First came the professionals with their sound medical backgrounds, wanting to help. We took the advice and fistfuls of pills hoping to get better.
Then came what in any other era or field would have been dismissed as quacks. Perhaps we needed to look to our pasts, our resentment or our suppressed anger over ancient trauma. So all this time my getter better was in my own hands. Problems invalidated.
A decade or so later a more insidious offensive begins in the form of ‘show-and-tell’ celebrities – we’ve been there, we’ve suffered – and then the catch, buy my book/DVD/whatever and I’ll show you how I became a survivor. If you don’t buy into it, as with the Emperor’s New Clothes, you don’t want to get better. Problems invalidated.

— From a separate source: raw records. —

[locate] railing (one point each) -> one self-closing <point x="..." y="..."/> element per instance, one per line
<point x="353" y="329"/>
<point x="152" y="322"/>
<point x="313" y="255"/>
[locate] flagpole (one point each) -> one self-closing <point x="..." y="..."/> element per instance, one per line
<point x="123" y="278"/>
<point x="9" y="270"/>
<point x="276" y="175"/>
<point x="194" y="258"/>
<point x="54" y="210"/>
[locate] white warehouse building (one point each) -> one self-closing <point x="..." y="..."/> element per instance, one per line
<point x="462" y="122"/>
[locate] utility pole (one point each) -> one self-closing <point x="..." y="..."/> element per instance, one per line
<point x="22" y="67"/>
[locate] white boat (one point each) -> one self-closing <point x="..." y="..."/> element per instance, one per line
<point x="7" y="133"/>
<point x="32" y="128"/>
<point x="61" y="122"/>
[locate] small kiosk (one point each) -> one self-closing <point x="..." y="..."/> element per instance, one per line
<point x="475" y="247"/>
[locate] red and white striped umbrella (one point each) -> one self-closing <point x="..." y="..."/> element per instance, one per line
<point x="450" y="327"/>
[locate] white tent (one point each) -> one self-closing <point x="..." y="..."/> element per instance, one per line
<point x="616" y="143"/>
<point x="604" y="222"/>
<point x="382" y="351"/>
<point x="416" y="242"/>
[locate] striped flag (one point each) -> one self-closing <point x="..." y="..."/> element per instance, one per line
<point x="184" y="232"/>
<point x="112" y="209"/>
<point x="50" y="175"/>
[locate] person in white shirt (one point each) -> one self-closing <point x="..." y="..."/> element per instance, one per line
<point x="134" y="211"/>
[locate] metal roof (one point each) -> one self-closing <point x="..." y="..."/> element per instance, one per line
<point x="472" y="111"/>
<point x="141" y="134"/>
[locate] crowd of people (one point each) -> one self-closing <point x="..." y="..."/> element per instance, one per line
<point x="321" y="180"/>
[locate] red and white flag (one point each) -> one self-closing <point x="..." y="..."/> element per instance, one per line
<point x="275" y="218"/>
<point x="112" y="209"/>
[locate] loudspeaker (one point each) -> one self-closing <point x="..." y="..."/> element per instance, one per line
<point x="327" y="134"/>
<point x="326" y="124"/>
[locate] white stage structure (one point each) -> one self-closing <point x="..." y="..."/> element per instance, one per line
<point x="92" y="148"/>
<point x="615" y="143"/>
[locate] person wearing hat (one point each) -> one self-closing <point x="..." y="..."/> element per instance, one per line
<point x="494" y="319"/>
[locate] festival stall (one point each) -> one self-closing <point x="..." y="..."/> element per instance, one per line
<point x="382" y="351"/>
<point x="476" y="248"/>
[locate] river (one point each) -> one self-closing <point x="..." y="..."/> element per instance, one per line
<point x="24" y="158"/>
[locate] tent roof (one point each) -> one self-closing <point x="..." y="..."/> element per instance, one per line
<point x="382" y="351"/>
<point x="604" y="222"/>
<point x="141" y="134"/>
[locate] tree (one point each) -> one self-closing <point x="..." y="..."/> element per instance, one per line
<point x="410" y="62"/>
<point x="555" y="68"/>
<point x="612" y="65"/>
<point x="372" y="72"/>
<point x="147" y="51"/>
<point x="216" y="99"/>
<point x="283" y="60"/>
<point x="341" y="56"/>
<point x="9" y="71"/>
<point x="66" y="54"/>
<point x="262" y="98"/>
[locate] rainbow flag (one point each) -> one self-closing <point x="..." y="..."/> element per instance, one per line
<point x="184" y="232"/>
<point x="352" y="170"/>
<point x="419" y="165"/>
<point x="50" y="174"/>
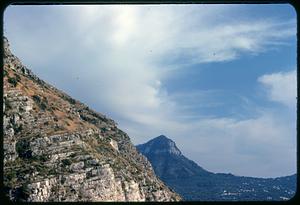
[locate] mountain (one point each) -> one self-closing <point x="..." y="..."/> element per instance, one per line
<point x="58" y="149"/>
<point x="194" y="183"/>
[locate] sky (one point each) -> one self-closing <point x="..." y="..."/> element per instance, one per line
<point x="219" y="80"/>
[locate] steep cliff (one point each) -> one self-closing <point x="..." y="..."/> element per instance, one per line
<point x="194" y="183"/>
<point x="58" y="149"/>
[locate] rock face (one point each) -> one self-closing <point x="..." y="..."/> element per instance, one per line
<point x="194" y="183"/>
<point x="58" y="149"/>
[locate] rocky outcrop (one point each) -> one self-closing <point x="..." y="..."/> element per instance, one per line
<point x="58" y="149"/>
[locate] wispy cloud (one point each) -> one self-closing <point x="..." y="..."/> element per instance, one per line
<point x="281" y="87"/>
<point x="114" y="58"/>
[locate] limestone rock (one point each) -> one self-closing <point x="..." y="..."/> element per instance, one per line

This week sees the publication of another miracle cure, this time by a journalist, telling us that we’re not unwell we’re just feeling that we have no control over our lives. So to get off the pills and get on with living we need to grab back our autonomy. Problems invalidated.
If all this was aimed at physical illness there would probably be questions asked. But this is about Mental Illness and everyone who has an opinion and the clout to get it aired is ready to take us on. And it seems that those without a serious problem are more than eager to listen and become experts too.
To come full circle, this is happening in the medical world. I was referred to a Mindfulness Course and the course book states on the cover “An 8-Week Program to Free Yourself from Depression and Emotional Distress”. Note the words “Free Yourself”. I first went on meds for ‘nerves’ in 1966 and was diagnosed with Clinical Depression (with psychosis) in 1969, then re-diagnosed with Bipolar 1 (with psychosis) 13 years ago. My first CBT, from 1996-1999, was with a Founder Chair of a Branch of the British Association for Cognitive Behavioural Psychotherapy. This latest referral puts an annihilating invalidation on my condition. If I can indeed Free Myself from Depression in 8-weeks what have I been doing for the past 50 years? Apart that is from years (on and off) in hospital, a cocktail of meds, ECT, talking therapies, Art Therapy, Occupational Therapy, Dance Therapy, Music Therapy, and a frightening stint in a ‘research-based’ unit for the therapeutic communities movement in the early 1970s. Well I’ve managed to stay married for 43 years and raise two great children. I’ve also acquired 4 degrees including a Masters, been a very successful Primary teacher over two periods totalling 10 years, worked part-time for an NHS Trust and Rethink, edited a magazine for service users, run a support group for self-harmers, and was part of an award winning team presenting Personality Disorder training to Mental Health staff and organisations such as the probation service and the police.
Despite having “serious and enduring mental health issues” I have not let my illness get in my way and have tried to help others and give back to the community when I can. And yet I can still feel ‘got at’: there’s nothing wrong with me that a bit more application can’t resolve. No wonder some just give up.